Novos meios de comunicação derramam uma enxurrada de informação e desinformação em nossas telas de forma mais que insistente. Aceitamos, às vezes, passivamente.
Mídias sociais com as quais interagimos comunicam, mas sobretudo influenciam: isso é necessariamente ruim?
Sofremos interferências a todo instante por tudo que está ao nosso redor e isso nos estimula a pensar, repensar e, por vezes, mudar. Critério é preciso!

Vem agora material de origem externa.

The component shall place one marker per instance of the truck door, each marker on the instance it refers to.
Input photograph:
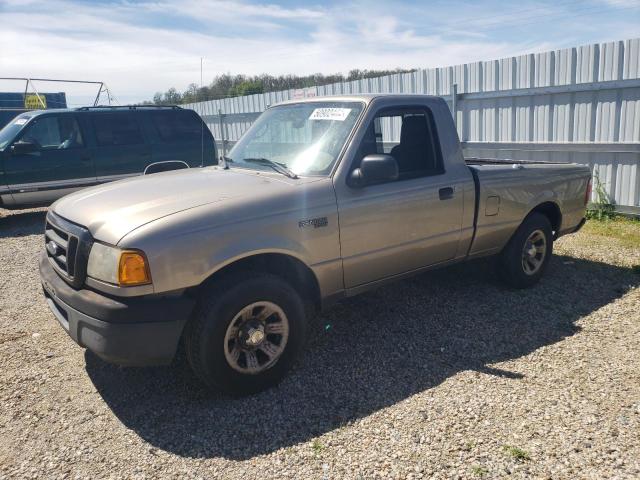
(48, 160)
(406, 224)
(120, 148)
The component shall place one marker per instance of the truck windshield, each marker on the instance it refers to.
(306, 138)
(10, 130)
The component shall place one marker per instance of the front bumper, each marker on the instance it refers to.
(140, 331)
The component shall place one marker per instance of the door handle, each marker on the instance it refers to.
(445, 193)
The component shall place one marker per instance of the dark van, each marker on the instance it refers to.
(47, 154)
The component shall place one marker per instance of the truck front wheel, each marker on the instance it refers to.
(246, 333)
(525, 258)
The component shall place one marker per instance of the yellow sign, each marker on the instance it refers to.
(34, 102)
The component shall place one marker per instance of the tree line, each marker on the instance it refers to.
(228, 85)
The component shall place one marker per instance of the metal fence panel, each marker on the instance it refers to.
(577, 104)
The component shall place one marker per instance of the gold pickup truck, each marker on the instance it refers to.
(321, 199)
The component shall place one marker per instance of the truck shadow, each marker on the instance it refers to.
(363, 355)
(22, 223)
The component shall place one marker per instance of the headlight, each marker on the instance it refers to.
(119, 267)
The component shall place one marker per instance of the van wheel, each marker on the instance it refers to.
(526, 256)
(246, 333)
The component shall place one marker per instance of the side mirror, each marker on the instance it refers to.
(375, 168)
(21, 148)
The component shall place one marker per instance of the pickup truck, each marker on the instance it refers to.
(321, 199)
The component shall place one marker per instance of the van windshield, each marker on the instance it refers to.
(306, 138)
(10, 130)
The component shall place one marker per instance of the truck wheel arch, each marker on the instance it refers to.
(298, 274)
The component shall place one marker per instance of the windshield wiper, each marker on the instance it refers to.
(278, 167)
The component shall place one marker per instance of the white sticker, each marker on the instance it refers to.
(339, 114)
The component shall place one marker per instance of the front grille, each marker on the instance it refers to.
(67, 246)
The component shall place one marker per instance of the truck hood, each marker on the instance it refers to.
(112, 210)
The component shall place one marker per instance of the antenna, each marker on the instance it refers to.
(202, 123)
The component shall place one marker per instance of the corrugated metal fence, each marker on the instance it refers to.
(578, 104)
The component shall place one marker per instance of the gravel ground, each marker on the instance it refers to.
(447, 375)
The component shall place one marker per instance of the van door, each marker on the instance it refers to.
(120, 148)
(48, 160)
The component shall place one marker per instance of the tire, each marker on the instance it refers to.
(221, 340)
(518, 266)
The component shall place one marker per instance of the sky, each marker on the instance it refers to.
(141, 47)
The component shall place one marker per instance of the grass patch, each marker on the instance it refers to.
(479, 471)
(517, 453)
(624, 230)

Como consumidores dessas mídias, nos permitimos ser condicionados a buscar de forma quase obstinada a perfeição de nossa imagem projetada. A relação que muitos têm com o próprio corpo passa por mudanças e a busca por um ideal inalcançável se inicia. Isso provavelmente já aconteceu com você.
Alguma vez notou alguma imperfeição na sua imagem que nunca antes havia sequer percebido no espelho? Usou algum dos retoques que os inúmeros “filtros da beleza” oferecem?
A self perfeita em busca da aprovação pessoal ou alheia está longe de representar uma realidade possível.
A Cirurgia Plástica é uma das soluções para alguns desses desconfortos, mas não necessariamente a melhor e tampouco a única.
Essa especialidade está longe de ser um “filtro da beleza”. Lembre-se que filtros não tratam as suas características individuais. Ignoram a qualidade da sua pele, os hábitos alimentares, a prática de atividade física, a herança genética e as inúmeras qualidades que fazem de você singular.
É excelente aliada quando a insatisfação se dá de forma objetiva sobre determinada área do corpo; quando aquilo que incomoda é claro e específico. No entanto, lembre-se que as expectativas não devem repousar sobre aquilo que os filtros fazem por você. Frequentemente pacientes nos procuram com a equivocada certeza daquilo que podemos fazer para resolver seus desconfortos, mas desconsideram que não tratamos uma foto. Tratamos muito além da imagem estática; tratamos o indivíduo em movimento e toda sua complexidade.
Aí está a beleza. O conceito dessa palavra definido por Platão, seja da natureza, da arte, das formas humanas ou espirituais, é aquilo que provoca deleite aos nossos sentidos. Subjetivo, portanto. Não a encontramos necessariamente na perfeição da extrema simetria, mas na harmonia de proporções e, sobretudo, na interação entre as esferas externa e interna: o nosso eu.
Busque a sua própria beleza e não permita que as mídias sociais banalizem seu trajeto.
Tenha a Cirurgia Plástica como parceira que escute e ajude a entender e a superar de forma responsável suas imperfeições, ser desejos, seus sonhos e seus medos.
Procure sempre um profissional certificado pela Sociedade Brasileira de Cirurgia Plástica.